Bonne fête à vous toutes !

 

Karine Papillaud

 

  • Le livre sur la mère

    • Couverture du livre « Rien ne s'oppose à la nuit » de Delphine De Vigan aux éditions Lgf

      Rien ne s'oppose à la nuit de Delphine De Vigan

      La publication de ce roman a été une apothéose dans l’œuvre de Delphine de Vigan. Rien ne s’oppose à la nuit est un inoubliable roman sur le lien mère-fille, mais aussi sur le lien sororal, avec tous les malgré, celui de la maladie maniaco-dépressive, celui des manques, des erreurs, ceux de tous les secrets de famille sur lesquels on ne peut que poser le doigt et qui forment exactement la construction de nos vies. Émouvant, remarquable et juste portrait d’une relation aussi profonde que sensible.

  • La mère qu’on hérite

    • Couverture du livre « La dernière des Stanfield » de Marc Levy aux éditions Robert Laffont / Versilio

      La dernière des Stanfield de Marc Levy

      Quand une journaliste londonienne découvre que sa mère a un passé criminel et que c’est un corbeau qui l’en informe, on tient la trame d’un thriller historico-familial rocambolesque sur trois générations. Dans ce tout dernier opus, Marc Levy trace le portrait d’une héroïne qui ne sera jamais totalement dévoilée et qui se dessine en creux sous les traits d’une femme âgée, grande bourgeoise dont la froideur mystérieuse fait tout l’objet du livre.

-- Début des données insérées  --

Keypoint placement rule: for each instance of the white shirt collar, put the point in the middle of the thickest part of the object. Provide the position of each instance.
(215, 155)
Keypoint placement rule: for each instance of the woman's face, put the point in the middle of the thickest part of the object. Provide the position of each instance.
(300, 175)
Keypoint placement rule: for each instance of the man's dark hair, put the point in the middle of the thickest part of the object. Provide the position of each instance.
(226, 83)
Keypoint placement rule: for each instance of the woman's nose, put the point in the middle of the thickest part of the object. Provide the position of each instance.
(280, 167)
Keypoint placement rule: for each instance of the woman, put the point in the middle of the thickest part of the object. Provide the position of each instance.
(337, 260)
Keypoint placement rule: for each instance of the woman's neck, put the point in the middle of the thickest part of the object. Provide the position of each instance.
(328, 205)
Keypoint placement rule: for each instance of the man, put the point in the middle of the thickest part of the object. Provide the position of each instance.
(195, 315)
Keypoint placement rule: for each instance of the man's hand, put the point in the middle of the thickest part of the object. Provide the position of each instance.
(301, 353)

  • La mère qu’on se choisit

    • Couverture du livre « La vie devant soi » de Romain Gary aux éditions Gallimard

      La vie devant soi de Romain Gary

      Virage à 180 degrés avec Madame Rosa ! La mère choisie par Momo, le jeune héros du livre, totale et généreuse est une ancienne prostituée cabossée et tendre dans le célébrissime roman d’un Romain Gary planqué sous pseudo, La Vie devant soi. Célébrissime, peut être, mais doit-on faire l’économie du plaisir de redécouvrir un chef d’œuvre ? Ce ne serait ni raisonnable, ni gourmet.

  • La mère juive

    • Couverture du livre « Attachement féroce » de Vivian Gornick aux éditions Rivages

      Attachement féroce de Vivian Gornick

      Redire encore combien nous avons aimé ce livre ! L’histoire des relations entre une femme et sa mère, dans le quartier juif de New York, de l’après guerre aux années 80. Le renouveau d’une société qui invente la femme moderne, mais dont les codes sociaux sont encore ceux d’avant guerre. La mère de Vivian Gornick a finalement toujours été l’homme de sa vie, comme le rappelle l’éditrice Nathalie Zberro, et la matrice, sans doute, d’un des piliers du féminisme à l’américaine et d’un très grand écrivain.

  • Une mère qui ne tient qu’à un fil

    • Couverture du livre « Une femme au téléphone » de Carole Fives aux éditions Gallimard

      Une femme au téléphone de Carole Fives

      Prenez une mère, ajoutez un téléphone et vous voici face au cauchemar vivant, subi, même si désiré, souvent, de tous les enfants. Parce qu’une mère est programmée pour appeler ses enfants, tandis que ces derniers ont peine à installer l’application sur leur DOS. Et quand la maman en question est à la fois fantasque et atteinte d’un syndrome anxio-dépressif, on obtient un petit bijou littéraire monologué, tel que Carole Fives nous l’offrait en début d’année.

  • Ma mère, ma croix

    • Couverture du livre « Insecte » de Claire Castillon aux éditions Points

      Insecte de Claire Castillon

      Elle sort à peine son recueil de nouvelles sur les adolescents qu’on ne peut pas s’empêcher de dégainer celui qu’elle écrivait sur les relations mère-fille, Insecte il y a dix ans. Plus efficace que du destop, cette ration de littérature pure va décaper le trop sucré de cette si convenue fête des mamans. De quoi s’en épouvanter, en rire, s’en troubler ou se sentir soulagée d’être devenue, un peu plus une adulte et un peu moins un enfant.